Navigate through this bamboo maze to find a teahouse on the rooftop garden of National Gallery Singapore

untitled 2018 (the infinite dimensions of smallness) by Rirkrit Tiravanija. Photo: National Gallery Singapore
untitled 2018 (the infinite dimensions of smallness) by Rirkrit Tiravanija. Photo: National Gallery Singapore

There’s no reason to book a trip overseas to lose yourself in wanderlust and what not when you can just, y’know, get lost in Singapore. Literally.
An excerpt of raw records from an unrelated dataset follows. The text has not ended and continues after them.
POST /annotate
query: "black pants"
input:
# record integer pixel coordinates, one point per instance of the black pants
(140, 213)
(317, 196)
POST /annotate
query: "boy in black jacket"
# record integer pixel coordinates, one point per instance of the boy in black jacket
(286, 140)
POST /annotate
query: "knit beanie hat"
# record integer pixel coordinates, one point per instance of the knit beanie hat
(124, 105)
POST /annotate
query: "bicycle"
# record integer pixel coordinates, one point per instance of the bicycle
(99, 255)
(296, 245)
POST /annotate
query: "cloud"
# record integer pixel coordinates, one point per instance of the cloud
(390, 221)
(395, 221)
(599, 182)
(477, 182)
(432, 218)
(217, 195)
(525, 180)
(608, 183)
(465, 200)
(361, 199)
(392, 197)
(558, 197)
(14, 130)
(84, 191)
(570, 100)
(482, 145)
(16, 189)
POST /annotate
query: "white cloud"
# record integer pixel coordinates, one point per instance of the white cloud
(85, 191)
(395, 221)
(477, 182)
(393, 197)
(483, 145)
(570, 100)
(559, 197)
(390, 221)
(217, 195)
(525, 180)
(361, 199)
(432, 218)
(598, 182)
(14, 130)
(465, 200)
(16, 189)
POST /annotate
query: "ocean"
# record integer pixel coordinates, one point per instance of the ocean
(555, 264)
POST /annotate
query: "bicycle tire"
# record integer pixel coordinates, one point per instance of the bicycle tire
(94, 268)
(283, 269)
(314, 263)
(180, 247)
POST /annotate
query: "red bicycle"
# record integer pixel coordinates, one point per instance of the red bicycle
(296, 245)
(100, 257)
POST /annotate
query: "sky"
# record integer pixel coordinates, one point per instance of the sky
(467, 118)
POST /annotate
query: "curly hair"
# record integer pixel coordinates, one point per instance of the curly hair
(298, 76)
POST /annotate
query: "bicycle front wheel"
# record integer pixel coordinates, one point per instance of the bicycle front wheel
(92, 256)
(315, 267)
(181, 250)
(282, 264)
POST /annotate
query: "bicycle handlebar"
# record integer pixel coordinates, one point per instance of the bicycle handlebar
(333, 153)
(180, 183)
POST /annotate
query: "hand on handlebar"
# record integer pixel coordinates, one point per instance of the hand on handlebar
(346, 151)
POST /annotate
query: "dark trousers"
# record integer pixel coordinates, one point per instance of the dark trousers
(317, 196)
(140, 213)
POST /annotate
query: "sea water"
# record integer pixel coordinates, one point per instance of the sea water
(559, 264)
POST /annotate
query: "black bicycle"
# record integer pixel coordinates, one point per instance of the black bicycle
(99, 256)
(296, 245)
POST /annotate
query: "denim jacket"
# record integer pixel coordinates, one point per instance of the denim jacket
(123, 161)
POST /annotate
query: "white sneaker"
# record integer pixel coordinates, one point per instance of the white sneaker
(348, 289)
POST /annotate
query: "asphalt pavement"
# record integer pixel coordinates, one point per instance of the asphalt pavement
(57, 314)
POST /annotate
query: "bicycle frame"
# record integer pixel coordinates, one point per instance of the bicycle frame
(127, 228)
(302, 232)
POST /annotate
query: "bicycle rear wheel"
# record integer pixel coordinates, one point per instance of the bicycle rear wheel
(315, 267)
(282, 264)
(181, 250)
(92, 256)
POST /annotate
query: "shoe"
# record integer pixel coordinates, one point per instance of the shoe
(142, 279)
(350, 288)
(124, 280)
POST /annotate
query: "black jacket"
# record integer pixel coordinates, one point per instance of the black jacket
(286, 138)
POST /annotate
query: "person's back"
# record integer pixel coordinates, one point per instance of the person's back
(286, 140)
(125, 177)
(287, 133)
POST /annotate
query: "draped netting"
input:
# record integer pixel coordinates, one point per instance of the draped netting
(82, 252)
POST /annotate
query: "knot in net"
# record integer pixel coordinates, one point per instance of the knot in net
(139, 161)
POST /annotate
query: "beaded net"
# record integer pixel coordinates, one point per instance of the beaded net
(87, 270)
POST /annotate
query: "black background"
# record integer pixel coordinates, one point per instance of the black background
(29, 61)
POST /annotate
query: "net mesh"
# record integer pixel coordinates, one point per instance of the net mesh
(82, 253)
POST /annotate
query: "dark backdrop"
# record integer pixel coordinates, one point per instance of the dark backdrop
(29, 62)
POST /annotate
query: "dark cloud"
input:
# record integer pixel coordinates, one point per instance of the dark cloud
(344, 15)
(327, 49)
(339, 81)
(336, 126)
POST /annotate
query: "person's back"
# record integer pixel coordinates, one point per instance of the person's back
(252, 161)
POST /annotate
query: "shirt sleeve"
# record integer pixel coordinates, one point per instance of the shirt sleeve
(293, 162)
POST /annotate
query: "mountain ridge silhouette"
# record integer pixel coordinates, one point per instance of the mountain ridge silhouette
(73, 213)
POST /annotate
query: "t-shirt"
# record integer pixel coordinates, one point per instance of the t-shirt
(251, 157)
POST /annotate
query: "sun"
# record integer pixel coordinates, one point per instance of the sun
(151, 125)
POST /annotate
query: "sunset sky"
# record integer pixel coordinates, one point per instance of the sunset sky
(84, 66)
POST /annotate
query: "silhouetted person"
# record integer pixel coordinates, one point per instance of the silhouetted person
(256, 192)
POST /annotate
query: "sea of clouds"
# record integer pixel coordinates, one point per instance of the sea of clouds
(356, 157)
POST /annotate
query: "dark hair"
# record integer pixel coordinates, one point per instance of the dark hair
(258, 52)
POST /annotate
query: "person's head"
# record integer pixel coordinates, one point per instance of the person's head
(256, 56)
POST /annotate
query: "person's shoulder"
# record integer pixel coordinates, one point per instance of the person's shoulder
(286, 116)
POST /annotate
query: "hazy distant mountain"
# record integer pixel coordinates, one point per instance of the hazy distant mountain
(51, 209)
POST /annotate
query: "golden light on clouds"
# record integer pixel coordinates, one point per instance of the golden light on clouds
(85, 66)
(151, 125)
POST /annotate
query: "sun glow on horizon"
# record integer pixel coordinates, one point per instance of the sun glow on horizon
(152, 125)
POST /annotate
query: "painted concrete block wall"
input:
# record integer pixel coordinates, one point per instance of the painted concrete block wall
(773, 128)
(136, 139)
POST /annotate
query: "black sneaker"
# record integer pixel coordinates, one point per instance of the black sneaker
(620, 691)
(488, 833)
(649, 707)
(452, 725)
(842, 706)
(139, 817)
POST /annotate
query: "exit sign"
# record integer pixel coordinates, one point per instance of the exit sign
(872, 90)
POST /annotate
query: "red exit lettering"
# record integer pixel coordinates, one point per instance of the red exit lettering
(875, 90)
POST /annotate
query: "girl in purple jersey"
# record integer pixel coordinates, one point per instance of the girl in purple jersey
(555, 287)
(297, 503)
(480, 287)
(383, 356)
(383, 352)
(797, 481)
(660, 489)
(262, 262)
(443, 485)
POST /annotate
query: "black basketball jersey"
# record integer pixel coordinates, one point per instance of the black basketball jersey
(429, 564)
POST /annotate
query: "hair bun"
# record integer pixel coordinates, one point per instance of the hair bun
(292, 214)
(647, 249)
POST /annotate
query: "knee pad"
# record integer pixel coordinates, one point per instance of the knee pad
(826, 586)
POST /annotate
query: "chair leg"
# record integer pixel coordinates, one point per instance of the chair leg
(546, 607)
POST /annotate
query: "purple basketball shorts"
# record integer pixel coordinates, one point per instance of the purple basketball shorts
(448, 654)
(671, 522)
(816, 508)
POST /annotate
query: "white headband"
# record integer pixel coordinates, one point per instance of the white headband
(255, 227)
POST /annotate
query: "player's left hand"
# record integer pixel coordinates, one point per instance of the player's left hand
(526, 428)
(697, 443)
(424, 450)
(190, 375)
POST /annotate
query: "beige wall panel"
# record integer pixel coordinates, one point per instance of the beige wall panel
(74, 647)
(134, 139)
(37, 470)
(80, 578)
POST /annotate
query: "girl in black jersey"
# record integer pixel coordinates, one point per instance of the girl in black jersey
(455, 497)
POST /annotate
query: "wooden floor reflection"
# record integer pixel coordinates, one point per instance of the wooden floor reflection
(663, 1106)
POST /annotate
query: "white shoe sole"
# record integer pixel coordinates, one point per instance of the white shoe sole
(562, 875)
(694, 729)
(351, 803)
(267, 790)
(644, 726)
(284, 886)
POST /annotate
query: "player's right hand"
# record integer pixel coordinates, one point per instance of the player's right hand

At National Gallery Singapore.

Photo: National Gallery Singapore

In collaboration with Rirkrit Tiravanija, the museum is hosting the internationally acclaimed artist’s largest bamboo maze installation at its rooftop garden for the next 10 months. If at first glance the 4m-high installation reminds you of construction scaffolding — which is inescapable when you’re living in an ever-changing concrete jungle like Singapore — you’re not entirely wrong.

Photo: National Gallery Singapore

Inspired by traditional hand-built bamboo scaffolding found across Asia, the maze took 20 men eight days to manually tie all 2,500 poles together with materials sourced from Chiang Mai to form the 15m-wide and 19m-long structure.

Photo: National Gallery Singapore

Oh, and when you finally make your way to the center of the maze, you’ll be greeted by a quaint, wooden Japanese teahouse, which will host various public programmes such as tea ceremonies by Japanese performance artist Mai Ueda.

 

untitled 2018 (the infinite dimensions of smallness) by Rirkrit Tiravanija is on from now till Oct 28 at Ng Teng Fong Roof Garden, National Gallery Singapore. Free.